Partiler yaptıklarını,
yapacaklarını, sorunlara yönelik çözüm önerilerini anlatmalı. Siyasetlerini
korku üzerine ve rakiplerini kötüleme üzerine kurmamalı.
Hangi ittifak veya parti olursa
olsun, vekil seçiminde partisine ve ülkeye katma değer üretecek adaylara
listesinde yer vermeli.
Siyasetimize centilmenlik hakim
olmalı. Birbirlerine başarı dilemeli. Sonucun ülkeye hayırlı olmasını
hissettirmeli. Kazansa da kaybetse de herkes sonuca katlanmalı ve tahammül
etmeli. Taraftarlarına da sükunet telkin etmeli.

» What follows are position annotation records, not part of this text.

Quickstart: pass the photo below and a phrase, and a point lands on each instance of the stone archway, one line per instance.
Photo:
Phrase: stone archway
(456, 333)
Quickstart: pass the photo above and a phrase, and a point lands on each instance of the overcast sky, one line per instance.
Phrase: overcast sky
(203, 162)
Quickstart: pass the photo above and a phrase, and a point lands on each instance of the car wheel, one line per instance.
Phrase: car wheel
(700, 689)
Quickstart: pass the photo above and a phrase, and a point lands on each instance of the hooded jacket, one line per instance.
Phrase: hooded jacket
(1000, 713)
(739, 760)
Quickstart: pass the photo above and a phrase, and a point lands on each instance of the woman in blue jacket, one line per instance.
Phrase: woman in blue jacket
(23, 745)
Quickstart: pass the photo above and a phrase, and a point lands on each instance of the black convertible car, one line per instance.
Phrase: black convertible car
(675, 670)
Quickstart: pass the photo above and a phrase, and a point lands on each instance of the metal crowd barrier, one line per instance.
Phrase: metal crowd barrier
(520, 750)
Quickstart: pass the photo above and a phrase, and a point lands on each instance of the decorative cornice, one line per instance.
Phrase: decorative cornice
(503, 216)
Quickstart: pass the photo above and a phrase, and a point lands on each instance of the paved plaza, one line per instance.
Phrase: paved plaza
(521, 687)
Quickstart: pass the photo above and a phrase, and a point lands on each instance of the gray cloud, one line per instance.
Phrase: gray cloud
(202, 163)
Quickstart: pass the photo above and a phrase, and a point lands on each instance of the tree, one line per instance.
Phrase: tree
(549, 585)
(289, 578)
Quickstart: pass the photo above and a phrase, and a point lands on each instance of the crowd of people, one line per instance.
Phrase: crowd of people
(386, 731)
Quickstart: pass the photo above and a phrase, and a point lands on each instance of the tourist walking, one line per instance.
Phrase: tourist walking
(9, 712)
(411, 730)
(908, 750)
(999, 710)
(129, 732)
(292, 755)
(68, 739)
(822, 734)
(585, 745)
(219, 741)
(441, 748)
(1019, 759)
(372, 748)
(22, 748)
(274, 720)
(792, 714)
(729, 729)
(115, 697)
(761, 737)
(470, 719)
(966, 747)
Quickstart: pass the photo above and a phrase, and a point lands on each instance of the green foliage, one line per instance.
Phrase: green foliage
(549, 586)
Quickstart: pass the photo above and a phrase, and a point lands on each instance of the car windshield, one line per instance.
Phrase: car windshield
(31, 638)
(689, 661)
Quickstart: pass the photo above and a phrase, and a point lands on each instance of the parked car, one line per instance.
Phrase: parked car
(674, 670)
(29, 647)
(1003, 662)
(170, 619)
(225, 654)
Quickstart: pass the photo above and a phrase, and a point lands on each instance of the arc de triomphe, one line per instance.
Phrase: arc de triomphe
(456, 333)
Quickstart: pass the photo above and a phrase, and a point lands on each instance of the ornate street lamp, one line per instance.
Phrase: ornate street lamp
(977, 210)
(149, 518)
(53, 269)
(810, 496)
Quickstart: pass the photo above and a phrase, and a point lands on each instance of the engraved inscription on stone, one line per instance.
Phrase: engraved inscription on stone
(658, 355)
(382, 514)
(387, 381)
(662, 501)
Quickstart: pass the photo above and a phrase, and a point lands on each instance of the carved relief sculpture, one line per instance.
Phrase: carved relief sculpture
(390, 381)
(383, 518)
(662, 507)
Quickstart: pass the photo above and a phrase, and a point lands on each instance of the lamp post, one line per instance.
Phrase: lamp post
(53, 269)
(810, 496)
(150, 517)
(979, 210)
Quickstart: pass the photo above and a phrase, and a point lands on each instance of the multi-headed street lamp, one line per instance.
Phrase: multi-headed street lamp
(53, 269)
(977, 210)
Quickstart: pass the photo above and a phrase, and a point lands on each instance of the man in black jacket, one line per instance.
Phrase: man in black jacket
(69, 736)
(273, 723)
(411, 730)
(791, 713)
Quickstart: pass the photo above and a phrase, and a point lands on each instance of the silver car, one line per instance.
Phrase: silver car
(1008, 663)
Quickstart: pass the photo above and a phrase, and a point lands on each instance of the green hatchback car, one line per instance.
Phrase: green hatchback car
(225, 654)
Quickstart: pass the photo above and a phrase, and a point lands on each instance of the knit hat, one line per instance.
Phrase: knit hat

Parti veya ittifaklarını sosyal
medya üzerinden destekleyen amatör siyasi figürlere gelince, bunlar sosyal
medyayı siyaset arenasına döndürenlerdir. Fitili ateşlenmiş gerilimi
artırmaktadırlar. Bu yaptıklarıyla ülkenin geleceğine dinamit koyuyorlar ve
sosyal barışı bozuyorlar.
Ülkesini ve bu ülkenin geleceğini
düşünen seçmene yaraşan, hakemlik rolünü sandığa saklamasıdır. Sosyal medyadan
herkese ayar vererek, baskı yaparak, farklı tercih, yorum ve eleştirilere
tahammülsüzlük göstererek siyaset yapılmaz. Bıraksınlar bu işi partilerinin
yetkili organlarına. Partileri için kalp ve gönül kırmaya değmez. Bu ülke
hepimizin. Trol ve taraftarların siyasi tercihleri kadar her seçmenin tercih
hakkı vardır. Ülkeyi düşünüyorlarsa, demokrasiye bir nebze inanıyorlarsa,
ötekileştirici ve dışlayıcı üslubu terk etmeliler. Unutmasınlar ki insanları yıldırarak,
onları baskı altına alarak hiçbir seçmenin görüşü değişmez. Bu yüzden sonu
gerilim olan beyhude çabadan vazgeçmeliler. Hırçınlık, kızgınlık,
tahammülsüzlük ancak kendi küplerine zarar verir.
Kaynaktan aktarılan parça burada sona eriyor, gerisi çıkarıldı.